Provided by American Heart Association
More children with dilated cardiomyopathy are surviving without a heart transplant, according to research presented at the American Heart Association’s Scientific Sessions 2014.
Dilated cardiomyopathy occurs when the heart is enlarged (dilated) and the pumping chambers contract poorly (usually left side is worse than right). It can have genetic and infectious/environmental causes.
Researchers analyzed the clinical outcomes of children with dilated cardiomyopathy in the NHLBI Pediatric Cardiomyopathy Registry (PCMR) and divided them into two groups based upon year of diagnosis: Era One (1990-99) included 1,199 children; Era Two (2000-09) had 754 children. The median age at diagnosis was 1.6 years in the first group and 1.7 years in the second.
Researchers found:
Fifteen percent of patients (291) from both groups died without receiving a heart transplant.

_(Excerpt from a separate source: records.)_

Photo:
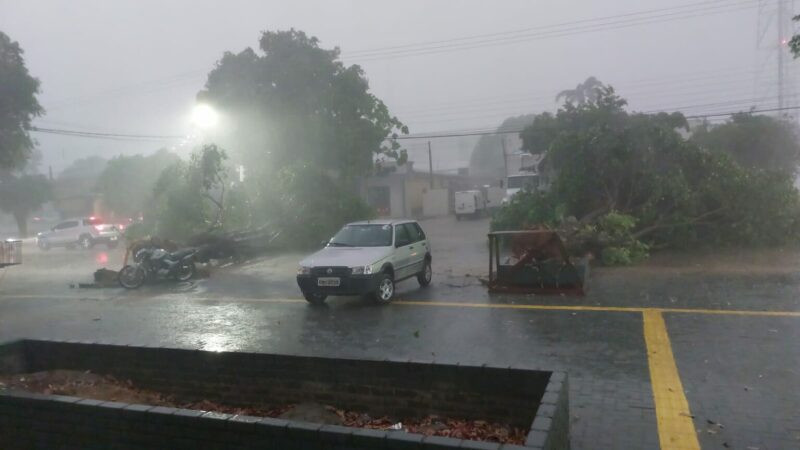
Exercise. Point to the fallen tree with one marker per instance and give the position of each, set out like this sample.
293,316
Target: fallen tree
625,183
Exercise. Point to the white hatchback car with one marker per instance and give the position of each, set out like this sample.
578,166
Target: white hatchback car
367,258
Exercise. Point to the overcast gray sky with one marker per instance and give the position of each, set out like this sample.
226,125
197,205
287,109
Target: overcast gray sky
135,66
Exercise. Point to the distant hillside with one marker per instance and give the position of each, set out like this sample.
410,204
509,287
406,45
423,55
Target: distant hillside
487,156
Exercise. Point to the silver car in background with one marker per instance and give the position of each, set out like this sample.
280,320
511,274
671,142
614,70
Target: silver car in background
83,232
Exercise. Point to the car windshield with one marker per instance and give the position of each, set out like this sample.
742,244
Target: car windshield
369,235
521,182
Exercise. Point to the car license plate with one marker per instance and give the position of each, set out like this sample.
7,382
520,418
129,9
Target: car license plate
328,281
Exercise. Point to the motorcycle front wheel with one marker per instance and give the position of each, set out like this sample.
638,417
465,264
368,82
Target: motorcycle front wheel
185,271
132,277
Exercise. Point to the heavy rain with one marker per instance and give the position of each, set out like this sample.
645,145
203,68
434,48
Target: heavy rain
364,224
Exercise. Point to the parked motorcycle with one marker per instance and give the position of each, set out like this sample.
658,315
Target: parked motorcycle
152,263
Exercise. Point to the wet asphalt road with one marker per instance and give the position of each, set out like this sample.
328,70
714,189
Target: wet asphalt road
739,371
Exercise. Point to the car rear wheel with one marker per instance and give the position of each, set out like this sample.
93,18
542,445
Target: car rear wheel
86,242
131,277
424,277
385,291
315,298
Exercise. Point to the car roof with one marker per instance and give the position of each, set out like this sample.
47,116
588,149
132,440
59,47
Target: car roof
382,222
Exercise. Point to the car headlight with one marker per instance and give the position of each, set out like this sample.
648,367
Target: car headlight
361,270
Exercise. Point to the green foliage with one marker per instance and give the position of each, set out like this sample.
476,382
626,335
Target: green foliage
298,101
190,196
622,248
632,181
527,210
761,142
586,92
310,206
22,195
18,105
127,182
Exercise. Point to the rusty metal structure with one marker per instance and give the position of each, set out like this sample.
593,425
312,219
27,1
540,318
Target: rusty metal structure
533,262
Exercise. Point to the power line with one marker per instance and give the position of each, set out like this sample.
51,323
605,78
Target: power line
740,6
489,132
524,30
99,135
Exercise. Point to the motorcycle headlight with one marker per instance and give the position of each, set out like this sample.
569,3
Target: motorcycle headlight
361,270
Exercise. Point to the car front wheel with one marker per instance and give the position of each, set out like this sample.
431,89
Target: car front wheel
385,291
424,277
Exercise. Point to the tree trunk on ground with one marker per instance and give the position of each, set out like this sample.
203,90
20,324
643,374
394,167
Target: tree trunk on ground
22,223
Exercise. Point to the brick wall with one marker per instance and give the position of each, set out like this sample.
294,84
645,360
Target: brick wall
378,387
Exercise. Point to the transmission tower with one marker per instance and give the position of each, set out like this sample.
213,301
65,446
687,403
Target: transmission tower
775,83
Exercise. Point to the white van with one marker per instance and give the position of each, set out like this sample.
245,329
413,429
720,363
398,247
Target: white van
470,203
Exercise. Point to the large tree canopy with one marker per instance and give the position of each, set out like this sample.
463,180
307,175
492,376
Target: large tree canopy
297,101
635,177
754,141
18,105
127,182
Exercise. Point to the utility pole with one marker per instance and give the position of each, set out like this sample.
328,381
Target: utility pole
782,39
774,29
505,155
430,163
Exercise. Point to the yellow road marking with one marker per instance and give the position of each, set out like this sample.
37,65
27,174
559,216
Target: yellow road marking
733,312
675,426
602,308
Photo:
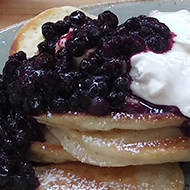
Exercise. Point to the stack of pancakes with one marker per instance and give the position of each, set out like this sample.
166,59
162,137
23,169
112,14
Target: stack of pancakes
119,151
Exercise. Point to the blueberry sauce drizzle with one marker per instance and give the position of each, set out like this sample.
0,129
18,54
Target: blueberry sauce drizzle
100,83
17,131
51,81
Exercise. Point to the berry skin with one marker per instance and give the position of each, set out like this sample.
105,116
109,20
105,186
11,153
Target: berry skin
52,80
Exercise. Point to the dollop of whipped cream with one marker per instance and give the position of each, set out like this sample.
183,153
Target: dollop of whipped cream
165,78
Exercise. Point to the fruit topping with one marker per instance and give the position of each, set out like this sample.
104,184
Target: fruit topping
17,131
99,83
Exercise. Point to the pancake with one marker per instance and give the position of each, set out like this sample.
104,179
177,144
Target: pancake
27,39
30,35
122,148
85,122
47,153
112,148
74,176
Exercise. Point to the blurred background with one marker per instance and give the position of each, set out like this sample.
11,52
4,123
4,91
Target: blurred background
13,11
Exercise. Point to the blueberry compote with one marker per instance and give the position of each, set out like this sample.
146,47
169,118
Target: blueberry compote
17,131
100,83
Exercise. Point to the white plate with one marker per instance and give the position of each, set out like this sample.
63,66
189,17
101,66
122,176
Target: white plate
123,10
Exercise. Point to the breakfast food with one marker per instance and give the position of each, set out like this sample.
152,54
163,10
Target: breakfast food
77,85
81,176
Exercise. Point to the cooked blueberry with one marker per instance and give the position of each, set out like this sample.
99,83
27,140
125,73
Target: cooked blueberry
157,43
91,35
20,55
109,18
33,105
122,84
133,24
48,31
99,107
75,46
77,17
87,66
59,104
61,27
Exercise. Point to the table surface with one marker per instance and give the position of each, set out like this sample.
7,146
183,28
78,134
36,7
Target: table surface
13,11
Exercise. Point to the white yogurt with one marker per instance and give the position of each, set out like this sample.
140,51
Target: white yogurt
165,78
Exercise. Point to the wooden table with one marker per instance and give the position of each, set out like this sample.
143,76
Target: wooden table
13,11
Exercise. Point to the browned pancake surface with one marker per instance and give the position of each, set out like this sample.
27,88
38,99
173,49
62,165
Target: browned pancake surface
75,176
85,122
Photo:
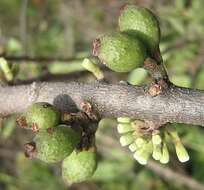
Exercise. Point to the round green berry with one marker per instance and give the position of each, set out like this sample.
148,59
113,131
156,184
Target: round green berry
42,115
56,143
141,23
79,166
120,52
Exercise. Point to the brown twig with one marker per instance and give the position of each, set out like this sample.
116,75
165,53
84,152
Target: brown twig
180,105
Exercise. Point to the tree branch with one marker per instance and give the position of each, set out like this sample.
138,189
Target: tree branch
175,104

Era Two patients were more likely to be treated with heart failure medications: ACE inhibitors (71 percent vs. 62 percent); beta blockers (24 percent vs. 6 percent); and diuretics (89 percent vs. 84 percent).
Era One patients were 1.5 times more likely to die than Era Two patients.

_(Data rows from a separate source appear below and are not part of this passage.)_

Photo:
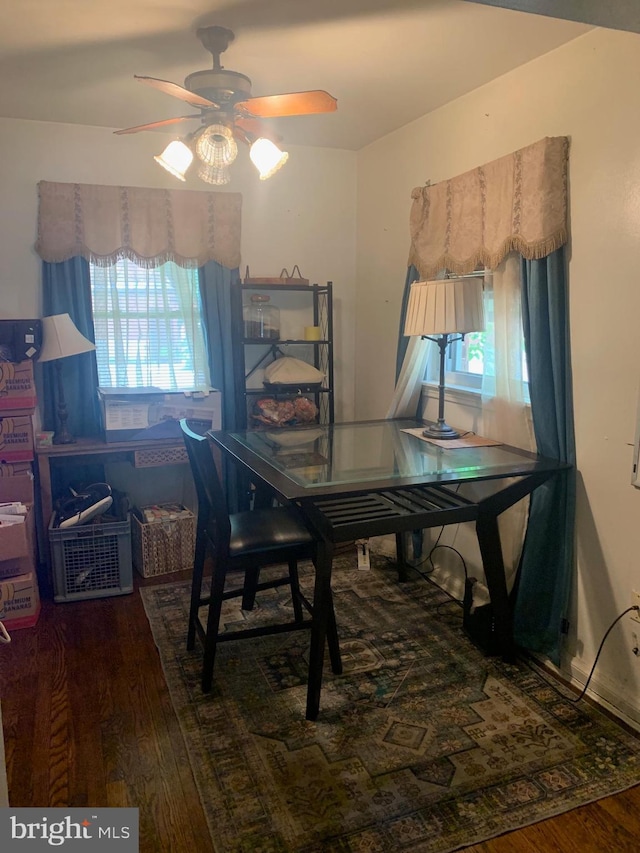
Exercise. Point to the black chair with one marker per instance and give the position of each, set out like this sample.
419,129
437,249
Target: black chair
243,541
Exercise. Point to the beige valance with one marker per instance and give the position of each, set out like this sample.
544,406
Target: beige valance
149,226
518,202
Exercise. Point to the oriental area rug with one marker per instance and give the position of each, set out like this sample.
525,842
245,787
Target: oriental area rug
422,744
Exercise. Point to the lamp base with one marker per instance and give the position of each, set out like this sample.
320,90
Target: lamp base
441,431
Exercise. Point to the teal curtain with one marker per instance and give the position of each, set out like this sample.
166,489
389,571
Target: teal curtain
67,290
217,296
403,340
546,566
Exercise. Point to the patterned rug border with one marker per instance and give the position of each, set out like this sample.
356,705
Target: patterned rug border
185,696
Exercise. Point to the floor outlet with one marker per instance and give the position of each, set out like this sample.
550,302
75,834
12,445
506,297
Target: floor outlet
635,602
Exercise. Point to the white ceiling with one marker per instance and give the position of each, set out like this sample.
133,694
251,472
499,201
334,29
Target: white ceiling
386,61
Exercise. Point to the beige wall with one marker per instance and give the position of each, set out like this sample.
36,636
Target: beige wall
587,90
304,215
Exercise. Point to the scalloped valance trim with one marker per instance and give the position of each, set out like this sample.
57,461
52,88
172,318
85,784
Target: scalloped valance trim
517,203
105,224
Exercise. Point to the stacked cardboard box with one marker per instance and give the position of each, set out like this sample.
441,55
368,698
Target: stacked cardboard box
19,596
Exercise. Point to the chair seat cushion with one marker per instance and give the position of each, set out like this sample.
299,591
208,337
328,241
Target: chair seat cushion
265,530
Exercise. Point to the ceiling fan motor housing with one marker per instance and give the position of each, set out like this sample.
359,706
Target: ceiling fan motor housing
220,86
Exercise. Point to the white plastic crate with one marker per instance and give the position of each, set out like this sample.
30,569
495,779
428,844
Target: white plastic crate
91,560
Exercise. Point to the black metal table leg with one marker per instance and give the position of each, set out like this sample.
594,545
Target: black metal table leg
321,616
491,551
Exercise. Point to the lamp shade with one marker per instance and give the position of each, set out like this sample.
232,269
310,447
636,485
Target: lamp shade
61,338
445,307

Heart transplantation rates were not significantly different between the two periods.
“Children with dilated cardiomyopathy have better survival in the more recent era, which appears to be associated with factors other than availability of transplantation as that was equally prevalent in both eras,” said Rakesh K. Singh, M.D., M.S. the study’s lead author.
Dilated cardiomyopathy accounts for about 55 percent of all childhood cardiomyopathies. It’s detected in about one per 175,000 children each year in the United States, according to the PCMR Database.